Archive for December, 2007

HTML Escaping in Javascript

Saturday, December 29th, 2007

The Protoype library augments the native “String” class with an “escapeHTML” method. It’s handy for scrubbing user-supplied text onto the page:

  $('someSpan').update(randomString.escapeHTML()); 

I found recently that all that’s “escaped” by the function are the characters ‘&’, ‘<‘, and ‘>’. I found that out the hard way when I had assumed it’d also escape single- and double-quote characters. (Why did I assume that? I’m dumb maybe, but I figure it’s nice for building HTML attribute values. Whatever.)

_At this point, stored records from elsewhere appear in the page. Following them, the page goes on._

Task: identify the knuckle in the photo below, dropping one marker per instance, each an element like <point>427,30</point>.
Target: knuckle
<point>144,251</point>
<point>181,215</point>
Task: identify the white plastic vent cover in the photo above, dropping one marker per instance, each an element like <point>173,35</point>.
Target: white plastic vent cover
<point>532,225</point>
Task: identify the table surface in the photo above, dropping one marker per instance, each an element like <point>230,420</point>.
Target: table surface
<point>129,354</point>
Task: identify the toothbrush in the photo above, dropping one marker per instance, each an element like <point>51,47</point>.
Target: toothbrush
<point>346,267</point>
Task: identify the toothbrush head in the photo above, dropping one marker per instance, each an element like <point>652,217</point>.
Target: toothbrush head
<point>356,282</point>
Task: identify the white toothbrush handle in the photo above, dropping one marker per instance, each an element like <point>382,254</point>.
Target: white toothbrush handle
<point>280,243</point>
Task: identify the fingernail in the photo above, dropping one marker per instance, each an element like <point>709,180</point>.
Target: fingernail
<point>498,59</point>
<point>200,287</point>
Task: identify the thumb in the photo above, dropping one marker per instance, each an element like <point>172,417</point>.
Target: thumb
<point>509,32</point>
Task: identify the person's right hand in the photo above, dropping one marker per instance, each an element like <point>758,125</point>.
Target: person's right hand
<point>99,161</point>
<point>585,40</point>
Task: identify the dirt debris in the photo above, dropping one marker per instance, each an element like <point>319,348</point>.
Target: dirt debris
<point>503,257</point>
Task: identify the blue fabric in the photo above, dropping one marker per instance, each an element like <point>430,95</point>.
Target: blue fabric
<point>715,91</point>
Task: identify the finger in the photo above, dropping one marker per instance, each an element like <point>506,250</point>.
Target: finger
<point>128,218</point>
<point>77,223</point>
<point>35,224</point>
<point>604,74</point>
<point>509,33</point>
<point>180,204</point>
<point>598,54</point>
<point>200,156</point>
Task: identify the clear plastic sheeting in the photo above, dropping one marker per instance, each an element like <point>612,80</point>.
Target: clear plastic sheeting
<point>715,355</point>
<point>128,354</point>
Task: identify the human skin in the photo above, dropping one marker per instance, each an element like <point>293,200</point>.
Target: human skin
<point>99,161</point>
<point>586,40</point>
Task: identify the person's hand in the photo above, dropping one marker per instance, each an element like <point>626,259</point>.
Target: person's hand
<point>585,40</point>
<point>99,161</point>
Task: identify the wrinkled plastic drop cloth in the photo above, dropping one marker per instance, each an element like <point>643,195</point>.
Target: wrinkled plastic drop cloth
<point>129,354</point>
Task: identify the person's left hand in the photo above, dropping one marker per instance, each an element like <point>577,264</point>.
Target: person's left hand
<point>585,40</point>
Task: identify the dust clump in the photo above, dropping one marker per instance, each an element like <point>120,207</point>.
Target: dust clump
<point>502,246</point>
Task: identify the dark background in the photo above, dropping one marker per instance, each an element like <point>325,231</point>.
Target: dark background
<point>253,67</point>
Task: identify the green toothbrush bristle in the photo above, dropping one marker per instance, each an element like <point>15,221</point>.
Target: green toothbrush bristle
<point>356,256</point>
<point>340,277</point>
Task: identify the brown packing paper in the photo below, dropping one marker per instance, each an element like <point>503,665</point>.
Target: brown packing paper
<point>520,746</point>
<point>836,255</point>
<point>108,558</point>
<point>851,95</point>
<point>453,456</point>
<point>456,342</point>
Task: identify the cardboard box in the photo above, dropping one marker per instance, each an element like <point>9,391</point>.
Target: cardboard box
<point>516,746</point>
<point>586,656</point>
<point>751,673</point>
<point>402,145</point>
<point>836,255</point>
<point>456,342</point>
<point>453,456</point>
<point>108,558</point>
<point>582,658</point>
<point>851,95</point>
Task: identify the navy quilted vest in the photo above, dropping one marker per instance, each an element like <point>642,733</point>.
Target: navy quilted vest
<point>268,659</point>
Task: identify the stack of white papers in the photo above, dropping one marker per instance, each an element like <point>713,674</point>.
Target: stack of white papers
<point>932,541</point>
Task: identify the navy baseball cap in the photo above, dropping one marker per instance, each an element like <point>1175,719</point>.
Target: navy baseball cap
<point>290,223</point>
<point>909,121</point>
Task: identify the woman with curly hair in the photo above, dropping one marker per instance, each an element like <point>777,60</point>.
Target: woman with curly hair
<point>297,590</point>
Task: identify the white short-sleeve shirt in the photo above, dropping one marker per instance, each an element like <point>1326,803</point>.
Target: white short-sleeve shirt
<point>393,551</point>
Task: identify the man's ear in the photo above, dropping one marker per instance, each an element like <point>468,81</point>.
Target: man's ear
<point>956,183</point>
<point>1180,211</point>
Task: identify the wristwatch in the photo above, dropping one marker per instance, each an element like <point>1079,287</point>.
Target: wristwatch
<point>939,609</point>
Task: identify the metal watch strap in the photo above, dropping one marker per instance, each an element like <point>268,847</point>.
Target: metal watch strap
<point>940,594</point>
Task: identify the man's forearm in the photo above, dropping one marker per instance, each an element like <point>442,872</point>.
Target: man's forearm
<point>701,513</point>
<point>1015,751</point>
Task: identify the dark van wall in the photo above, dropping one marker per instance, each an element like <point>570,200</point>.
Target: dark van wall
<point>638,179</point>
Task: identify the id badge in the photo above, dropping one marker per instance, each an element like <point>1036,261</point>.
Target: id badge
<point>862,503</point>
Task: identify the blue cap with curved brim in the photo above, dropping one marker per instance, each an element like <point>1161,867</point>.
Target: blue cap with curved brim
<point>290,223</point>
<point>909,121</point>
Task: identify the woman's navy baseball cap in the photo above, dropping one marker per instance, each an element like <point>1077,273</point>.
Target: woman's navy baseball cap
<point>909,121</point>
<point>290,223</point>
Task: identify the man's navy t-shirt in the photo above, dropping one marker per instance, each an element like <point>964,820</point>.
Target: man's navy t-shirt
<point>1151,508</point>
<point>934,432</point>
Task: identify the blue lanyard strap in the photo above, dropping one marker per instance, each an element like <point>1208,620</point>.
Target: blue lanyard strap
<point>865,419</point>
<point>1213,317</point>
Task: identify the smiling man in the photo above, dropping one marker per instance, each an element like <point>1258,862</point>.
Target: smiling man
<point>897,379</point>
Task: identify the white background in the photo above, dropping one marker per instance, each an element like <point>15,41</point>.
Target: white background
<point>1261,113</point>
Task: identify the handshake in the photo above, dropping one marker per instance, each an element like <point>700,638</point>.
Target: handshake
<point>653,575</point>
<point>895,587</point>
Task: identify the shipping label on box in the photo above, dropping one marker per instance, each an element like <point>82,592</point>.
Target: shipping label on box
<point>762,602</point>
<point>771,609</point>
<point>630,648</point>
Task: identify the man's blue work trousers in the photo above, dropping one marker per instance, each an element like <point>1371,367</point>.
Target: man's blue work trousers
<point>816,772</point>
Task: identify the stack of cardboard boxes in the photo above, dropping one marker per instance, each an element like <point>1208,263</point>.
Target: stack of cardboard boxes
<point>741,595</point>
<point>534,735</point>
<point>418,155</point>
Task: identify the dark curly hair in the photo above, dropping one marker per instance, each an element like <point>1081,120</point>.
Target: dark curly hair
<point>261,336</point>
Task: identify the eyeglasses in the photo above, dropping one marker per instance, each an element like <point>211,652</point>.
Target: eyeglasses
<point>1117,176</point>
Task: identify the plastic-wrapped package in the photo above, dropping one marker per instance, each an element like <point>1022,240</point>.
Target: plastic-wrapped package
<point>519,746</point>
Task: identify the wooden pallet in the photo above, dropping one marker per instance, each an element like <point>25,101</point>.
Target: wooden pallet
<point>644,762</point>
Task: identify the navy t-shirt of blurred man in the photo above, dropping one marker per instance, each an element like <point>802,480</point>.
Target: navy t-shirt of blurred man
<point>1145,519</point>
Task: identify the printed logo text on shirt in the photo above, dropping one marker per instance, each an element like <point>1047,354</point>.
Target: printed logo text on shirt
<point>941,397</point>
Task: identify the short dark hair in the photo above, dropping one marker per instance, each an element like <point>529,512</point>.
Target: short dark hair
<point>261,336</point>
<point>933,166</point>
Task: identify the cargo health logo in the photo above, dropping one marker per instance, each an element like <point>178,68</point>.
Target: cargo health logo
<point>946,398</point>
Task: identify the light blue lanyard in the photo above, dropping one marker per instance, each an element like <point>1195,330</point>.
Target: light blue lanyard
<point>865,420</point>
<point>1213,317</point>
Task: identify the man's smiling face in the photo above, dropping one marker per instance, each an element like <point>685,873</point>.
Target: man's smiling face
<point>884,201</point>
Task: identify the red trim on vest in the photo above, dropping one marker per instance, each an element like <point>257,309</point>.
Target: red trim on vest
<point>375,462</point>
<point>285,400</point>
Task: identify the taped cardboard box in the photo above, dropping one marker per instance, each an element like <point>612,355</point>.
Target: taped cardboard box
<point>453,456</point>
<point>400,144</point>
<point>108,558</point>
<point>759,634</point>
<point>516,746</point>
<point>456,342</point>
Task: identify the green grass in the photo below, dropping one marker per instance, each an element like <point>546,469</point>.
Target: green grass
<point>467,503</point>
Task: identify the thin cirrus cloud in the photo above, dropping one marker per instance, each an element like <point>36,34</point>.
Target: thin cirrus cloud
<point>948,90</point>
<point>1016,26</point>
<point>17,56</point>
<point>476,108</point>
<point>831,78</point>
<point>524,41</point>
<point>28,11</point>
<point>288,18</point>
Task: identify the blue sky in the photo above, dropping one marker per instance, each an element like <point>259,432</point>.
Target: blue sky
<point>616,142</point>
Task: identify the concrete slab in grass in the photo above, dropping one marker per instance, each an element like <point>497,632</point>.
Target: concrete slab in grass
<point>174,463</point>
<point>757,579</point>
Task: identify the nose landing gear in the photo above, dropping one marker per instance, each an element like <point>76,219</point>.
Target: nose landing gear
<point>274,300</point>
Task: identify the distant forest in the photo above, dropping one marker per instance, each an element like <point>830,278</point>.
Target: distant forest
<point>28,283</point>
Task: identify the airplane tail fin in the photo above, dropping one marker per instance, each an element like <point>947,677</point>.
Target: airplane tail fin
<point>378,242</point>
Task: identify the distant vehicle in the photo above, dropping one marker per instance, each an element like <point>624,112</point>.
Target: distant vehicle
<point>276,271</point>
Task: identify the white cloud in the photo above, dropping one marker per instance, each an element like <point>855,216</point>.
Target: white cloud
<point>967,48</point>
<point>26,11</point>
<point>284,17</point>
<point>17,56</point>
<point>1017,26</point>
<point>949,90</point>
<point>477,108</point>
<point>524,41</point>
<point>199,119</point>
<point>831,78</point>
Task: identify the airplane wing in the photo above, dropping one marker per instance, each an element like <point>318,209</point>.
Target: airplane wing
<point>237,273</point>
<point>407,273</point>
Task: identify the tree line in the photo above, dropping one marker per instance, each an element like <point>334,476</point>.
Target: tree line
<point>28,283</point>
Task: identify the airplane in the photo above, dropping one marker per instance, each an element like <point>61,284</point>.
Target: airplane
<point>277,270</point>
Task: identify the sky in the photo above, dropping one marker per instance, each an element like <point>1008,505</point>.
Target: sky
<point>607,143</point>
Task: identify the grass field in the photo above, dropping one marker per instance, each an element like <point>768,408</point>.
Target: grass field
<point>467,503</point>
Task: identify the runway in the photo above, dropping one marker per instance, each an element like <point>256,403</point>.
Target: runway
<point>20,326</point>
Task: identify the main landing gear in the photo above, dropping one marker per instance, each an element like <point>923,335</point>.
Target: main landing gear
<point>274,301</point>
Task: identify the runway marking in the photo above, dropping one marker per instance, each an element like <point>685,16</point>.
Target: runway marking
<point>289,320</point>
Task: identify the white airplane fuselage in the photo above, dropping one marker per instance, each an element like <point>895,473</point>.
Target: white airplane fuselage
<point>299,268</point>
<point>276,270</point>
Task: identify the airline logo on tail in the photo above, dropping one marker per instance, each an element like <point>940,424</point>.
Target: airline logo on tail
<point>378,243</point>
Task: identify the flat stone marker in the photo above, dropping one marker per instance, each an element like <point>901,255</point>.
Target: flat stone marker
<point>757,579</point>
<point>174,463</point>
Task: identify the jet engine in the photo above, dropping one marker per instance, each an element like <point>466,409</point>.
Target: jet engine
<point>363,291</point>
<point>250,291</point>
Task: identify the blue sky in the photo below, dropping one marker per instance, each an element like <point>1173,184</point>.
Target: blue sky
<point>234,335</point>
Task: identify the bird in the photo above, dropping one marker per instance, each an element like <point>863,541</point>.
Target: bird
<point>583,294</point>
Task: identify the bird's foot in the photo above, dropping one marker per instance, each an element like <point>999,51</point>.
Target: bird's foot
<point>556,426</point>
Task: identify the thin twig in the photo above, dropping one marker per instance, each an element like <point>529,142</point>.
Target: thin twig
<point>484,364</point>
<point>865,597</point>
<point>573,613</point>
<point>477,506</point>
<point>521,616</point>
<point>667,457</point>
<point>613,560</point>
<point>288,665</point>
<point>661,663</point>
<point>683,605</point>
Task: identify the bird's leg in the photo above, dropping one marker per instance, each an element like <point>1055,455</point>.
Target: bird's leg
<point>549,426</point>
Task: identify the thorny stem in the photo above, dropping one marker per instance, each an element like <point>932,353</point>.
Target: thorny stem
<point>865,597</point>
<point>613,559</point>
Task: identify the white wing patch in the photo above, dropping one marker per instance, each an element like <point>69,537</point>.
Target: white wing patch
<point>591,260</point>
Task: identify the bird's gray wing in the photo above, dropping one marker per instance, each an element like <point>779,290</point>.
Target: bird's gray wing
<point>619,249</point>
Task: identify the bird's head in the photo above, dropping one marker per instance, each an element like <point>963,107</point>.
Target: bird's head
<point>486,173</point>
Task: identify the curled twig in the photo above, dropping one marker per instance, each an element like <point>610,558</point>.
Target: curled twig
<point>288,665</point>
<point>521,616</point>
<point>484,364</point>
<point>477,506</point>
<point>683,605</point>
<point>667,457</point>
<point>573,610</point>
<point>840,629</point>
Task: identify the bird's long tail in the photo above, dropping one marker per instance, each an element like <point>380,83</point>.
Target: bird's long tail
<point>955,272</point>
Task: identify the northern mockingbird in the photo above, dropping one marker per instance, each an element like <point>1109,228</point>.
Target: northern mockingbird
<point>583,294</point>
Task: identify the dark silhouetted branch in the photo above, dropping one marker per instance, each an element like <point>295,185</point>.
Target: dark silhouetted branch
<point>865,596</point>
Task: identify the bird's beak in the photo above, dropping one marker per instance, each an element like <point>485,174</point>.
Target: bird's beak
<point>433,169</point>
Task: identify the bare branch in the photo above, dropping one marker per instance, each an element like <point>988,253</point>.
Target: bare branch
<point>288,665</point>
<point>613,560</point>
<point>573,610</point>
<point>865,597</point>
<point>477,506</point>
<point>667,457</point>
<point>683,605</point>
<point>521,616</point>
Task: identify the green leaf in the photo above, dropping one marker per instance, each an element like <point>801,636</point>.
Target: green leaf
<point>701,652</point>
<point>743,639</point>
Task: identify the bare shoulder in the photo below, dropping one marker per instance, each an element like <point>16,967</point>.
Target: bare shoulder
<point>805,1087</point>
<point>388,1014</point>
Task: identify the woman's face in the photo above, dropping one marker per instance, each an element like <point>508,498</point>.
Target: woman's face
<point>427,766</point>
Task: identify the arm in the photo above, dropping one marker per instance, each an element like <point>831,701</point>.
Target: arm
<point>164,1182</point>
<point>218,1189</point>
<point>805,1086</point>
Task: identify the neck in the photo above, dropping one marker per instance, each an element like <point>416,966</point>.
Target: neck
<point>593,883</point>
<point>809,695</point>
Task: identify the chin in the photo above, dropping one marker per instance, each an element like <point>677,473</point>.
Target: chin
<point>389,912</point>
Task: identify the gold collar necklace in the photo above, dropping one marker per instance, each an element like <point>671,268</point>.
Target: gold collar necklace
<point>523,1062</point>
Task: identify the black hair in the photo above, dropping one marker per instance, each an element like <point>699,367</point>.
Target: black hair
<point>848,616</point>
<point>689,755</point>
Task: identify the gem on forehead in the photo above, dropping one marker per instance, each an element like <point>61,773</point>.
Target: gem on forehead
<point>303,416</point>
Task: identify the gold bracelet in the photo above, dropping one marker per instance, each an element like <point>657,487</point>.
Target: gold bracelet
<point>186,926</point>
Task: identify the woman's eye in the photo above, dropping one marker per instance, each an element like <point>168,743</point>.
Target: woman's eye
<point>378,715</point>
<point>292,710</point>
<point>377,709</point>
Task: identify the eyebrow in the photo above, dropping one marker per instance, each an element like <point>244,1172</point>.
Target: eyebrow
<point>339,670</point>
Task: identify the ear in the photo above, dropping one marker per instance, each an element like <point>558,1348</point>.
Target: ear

The implementation of “escapeHTML” (on Firefox, at least, and maybe Opera) is pretty odd, and clearly something done for performance. What the library does is to create a div element with a text node in it, and keep that around. A call to the “escapeHTML” function is handled by setting the “data” attribute of the text node to the string being escaped. The return value is then the “innerHTML” property of the div. Thus the function leverages the internals of “innerHTML” and has the translation done in the (presumably) fast compiled innards of the browser. Here’s a rendition of what it looks like; it’s not exactly like this but this is (I think) equivalent:


  escapeHTML: (function() {
    var rv = function(s) {
      var self = arguments.callee;
      self.text.data = s;
      return self.div.innerHTML;
    };
    rv.div = document.createElement('div');
    rv.text = document.createTextNode('');
    rv.div.appendChild(rv.text);
    return rv;
  })()

The simple-minded version used for WebKit and IE looks like this:


  escapeHTML: function(s) {
    return s
      .replace(/&/g, '&amp;')
      .replace(/</g, '&lt;')
      .replace(/>/g, '&gt;');
  }

Whether or not I’m right in thinking that the library’s “escapeHTML” function should deal with quotes, I need something that does. Clearly I can’t leverage the “innerHTML” trick, because the browser apparently disagrees with me about quotes. I could clearly just use an extended version of the repeated-“replace” version. There’s another way, however:


  escapeHTML: (function() {
     var MAP = {
       '&': '&amp;',
       '<': '&lt;',
       '>': '&gt;',
       '"': '&#34;',
       "'": '&#39;'
     };
      var repl = function(c) { return MAP[c]; };
      return function(s) {
        return s.replace(/[&<>'"]/g, repl);
      };
  })()

The “replace” function (native to Javascript “String” objects) can take a function as its second argument. The function is passed the results of each match. Thus this version above matches on any of the characters I want to escape, and then translates them to the HTML entities via a little map object. It seems like this would be better in the case of “clean” strings, because the pattern would match nothing and so the string would be returned unchanged.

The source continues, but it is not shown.